# Most efficient grow lights? LEDs?



## littlejohn (Dec 26, 2005)

Since thiers so many experts here on lights and lighting I was hoping you could answer a few questions on growing food with lights. And yes I'm talking about food not herbs for prohit so money does matter 

a) Can a large battery of LED lights put out enough lumens/light to grow crops?
b) Do LEDs put out the right type/wavelength of light for crop growth?
c) Has anyone done any experimentation on useign LEDs for growing plants?

Obviously if thier is anything on the net about the subject of efficient lighting for plants I'd like to know about it. Also if LEDs dont work well whats the best alternative?
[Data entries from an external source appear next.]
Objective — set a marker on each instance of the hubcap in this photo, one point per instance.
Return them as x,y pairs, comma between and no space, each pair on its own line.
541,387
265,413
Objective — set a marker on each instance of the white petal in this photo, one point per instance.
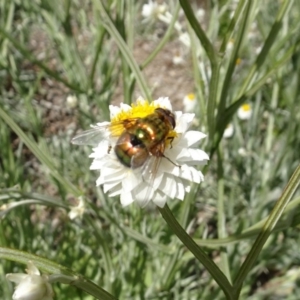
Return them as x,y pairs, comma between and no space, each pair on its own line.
160,198
183,121
126,198
168,186
130,181
143,194
163,102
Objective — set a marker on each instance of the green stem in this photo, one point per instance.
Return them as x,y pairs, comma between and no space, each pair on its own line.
110,27
164,39
203,258
221,214
267,230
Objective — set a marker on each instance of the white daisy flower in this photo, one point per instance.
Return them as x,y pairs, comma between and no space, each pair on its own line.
72,101
245,112
32,285
153,11
229,131
141,169
185,39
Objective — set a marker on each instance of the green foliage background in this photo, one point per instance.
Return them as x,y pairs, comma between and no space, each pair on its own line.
130,252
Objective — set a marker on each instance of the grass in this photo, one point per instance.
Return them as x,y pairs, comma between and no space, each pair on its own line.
242,52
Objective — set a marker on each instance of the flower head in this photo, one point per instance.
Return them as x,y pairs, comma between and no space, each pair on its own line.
229,131
31,286
153,10
78,210
158,169
245,112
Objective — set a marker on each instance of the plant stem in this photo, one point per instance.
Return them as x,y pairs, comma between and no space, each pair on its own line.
203,258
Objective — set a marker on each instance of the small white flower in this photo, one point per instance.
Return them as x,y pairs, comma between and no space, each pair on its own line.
189,102
245,112
31,286
78,210
185,39
229,131
173,173
153,10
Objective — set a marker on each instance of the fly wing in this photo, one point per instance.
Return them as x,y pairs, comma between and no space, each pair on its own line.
94,136
149,174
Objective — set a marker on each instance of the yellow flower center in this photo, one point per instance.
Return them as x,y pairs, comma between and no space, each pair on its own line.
246,107
139,110
238,61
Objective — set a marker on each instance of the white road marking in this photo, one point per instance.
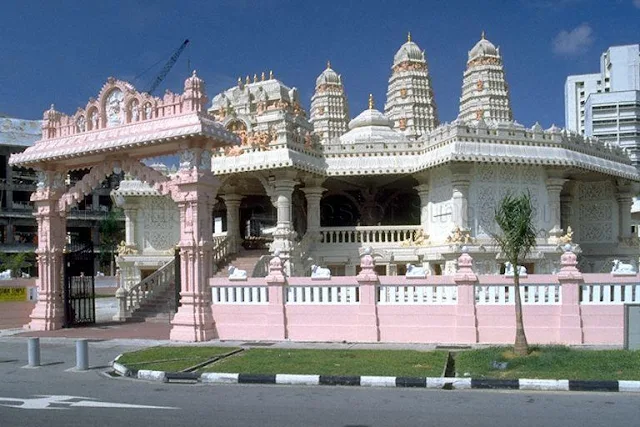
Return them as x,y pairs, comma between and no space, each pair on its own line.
44,402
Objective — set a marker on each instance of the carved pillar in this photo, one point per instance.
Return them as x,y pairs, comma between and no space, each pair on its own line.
554,188
423,192
232,202
624,197
460,196
313,196
284,235
194,189
130,214
48,313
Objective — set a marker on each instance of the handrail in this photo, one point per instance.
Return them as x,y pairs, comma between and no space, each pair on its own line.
156,282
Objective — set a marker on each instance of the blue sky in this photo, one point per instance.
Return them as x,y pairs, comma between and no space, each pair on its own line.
62,51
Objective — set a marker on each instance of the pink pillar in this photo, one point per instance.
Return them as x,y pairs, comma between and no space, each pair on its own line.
570,279
466,279
48,314
194,189
276,315
368,330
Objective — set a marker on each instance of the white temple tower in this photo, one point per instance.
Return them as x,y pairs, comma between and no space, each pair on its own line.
410,101
485,93
329,109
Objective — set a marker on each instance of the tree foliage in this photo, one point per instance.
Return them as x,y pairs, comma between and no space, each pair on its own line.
514,216
15,262
111,234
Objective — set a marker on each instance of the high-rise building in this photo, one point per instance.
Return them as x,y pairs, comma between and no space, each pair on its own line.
607,104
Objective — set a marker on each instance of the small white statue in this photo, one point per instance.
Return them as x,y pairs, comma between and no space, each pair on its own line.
318,272
508,270
236,273
622,268
415,272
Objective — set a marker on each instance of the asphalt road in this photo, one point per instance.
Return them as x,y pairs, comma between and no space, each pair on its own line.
90,398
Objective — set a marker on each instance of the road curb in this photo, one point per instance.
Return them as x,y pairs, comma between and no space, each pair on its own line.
524,384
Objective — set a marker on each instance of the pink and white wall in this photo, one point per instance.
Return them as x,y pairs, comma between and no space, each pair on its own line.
465,308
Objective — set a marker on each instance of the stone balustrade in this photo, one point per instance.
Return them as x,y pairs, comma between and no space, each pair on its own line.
371,235
464,308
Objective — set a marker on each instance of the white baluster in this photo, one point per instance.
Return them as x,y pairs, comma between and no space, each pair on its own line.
325,295
617,294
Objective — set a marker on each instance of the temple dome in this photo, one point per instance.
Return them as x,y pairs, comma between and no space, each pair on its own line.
483,48
370,117
372,126
408,52
328,76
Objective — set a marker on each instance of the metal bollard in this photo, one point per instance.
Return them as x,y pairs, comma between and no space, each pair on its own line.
82,355
34,352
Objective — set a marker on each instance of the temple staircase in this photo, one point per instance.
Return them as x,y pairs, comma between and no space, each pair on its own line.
153,299
253,261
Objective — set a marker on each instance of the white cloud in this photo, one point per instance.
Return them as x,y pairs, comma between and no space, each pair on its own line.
573,42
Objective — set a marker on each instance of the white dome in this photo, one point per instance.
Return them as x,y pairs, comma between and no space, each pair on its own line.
408,52
328,76
483,48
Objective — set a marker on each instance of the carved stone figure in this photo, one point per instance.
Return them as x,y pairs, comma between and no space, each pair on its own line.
148,111
114,108
135,112
236,273
568,237
508,270
81,124
415,272
458,235
622,269
318,272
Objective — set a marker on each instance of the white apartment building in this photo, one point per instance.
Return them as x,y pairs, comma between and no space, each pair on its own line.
607,104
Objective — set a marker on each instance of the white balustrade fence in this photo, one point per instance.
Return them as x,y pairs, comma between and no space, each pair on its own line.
322,295
374,234
542,294
239,295
424,295
605,293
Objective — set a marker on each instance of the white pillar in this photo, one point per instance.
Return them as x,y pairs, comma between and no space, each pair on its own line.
130,225
554,188
423,192
460,197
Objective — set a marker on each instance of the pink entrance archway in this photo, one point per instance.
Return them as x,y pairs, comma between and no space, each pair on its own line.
114,132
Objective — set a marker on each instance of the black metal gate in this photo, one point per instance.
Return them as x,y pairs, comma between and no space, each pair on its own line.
79,291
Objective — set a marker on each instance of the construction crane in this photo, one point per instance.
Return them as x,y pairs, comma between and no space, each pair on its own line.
167,67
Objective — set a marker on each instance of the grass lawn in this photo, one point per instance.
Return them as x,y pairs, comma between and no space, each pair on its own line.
171,359
407,363
551,363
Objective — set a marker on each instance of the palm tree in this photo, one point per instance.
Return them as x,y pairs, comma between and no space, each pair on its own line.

I've heard flourecent lights only work well for a short period of time before degradeing so I'm not sure their that great of an alternative for long term use.


----------



## BatteryCharger (Dec 26, 2005)

LEDs will work but not very well. They are less efficient than fluorescents and HID lights. Metal halide and high pressure sodium are the most efficient types of light you can buy, and also produce the best spectrum(s) for growing. Which type you use depends on what you are growing.


----------



## The_LED_Museum (Dec 26, 2005)

Generally speaking, plants require wavelength peaks of 470nm and 630nm for feeding the organism and for flowering, respectively.
This can vary somewhat depending on the type of plant you are attempting to grow, but these are generally accepted as the two wavelength peaks.


----------



## jkuo13 (Dec 28, 2005)

There's another thread about this in the LED forum:

http://candlepowerforums.com/vb/showthread.php?t=101891


LEDs should work fine as growlights. You can even buy led growlights, although the price for larger clusters is probably far more expensive than an equivalent HID growlight setup.

Just a few random links that I've found reading the forums or just surfing:

http://www.ledtronics.com/ds/plantled/
http://www.growwithleds.com/ledproducts.htm
http://ledgrowlights.com/Growlights.htm
http://www.gotoreviews.com/archives/leds/led-lights-efficient-indoor-growing.html
http://www.gotoreviews.com/archives/hydroponics/red-leds-to-grow-lettuce.html

Personally, I think LEDs should work great for leafy type plants and ornamental flowering plants. I'm not entirely convinced LED growlights are the best choice for heavy fruiting plants though. It's been a long time since I took bio (and slept through the botany lectures...), but I do vaguely remember other wavelengths (besides the typical blue and red needed for chlorophyll) that were used by caretenoid, etc. pigments. It seems to me that having parts of the spectrum missing as with the current generation of LED growlights would result in suboptimal results with plants that utilize other photosynthetic pigments.


----------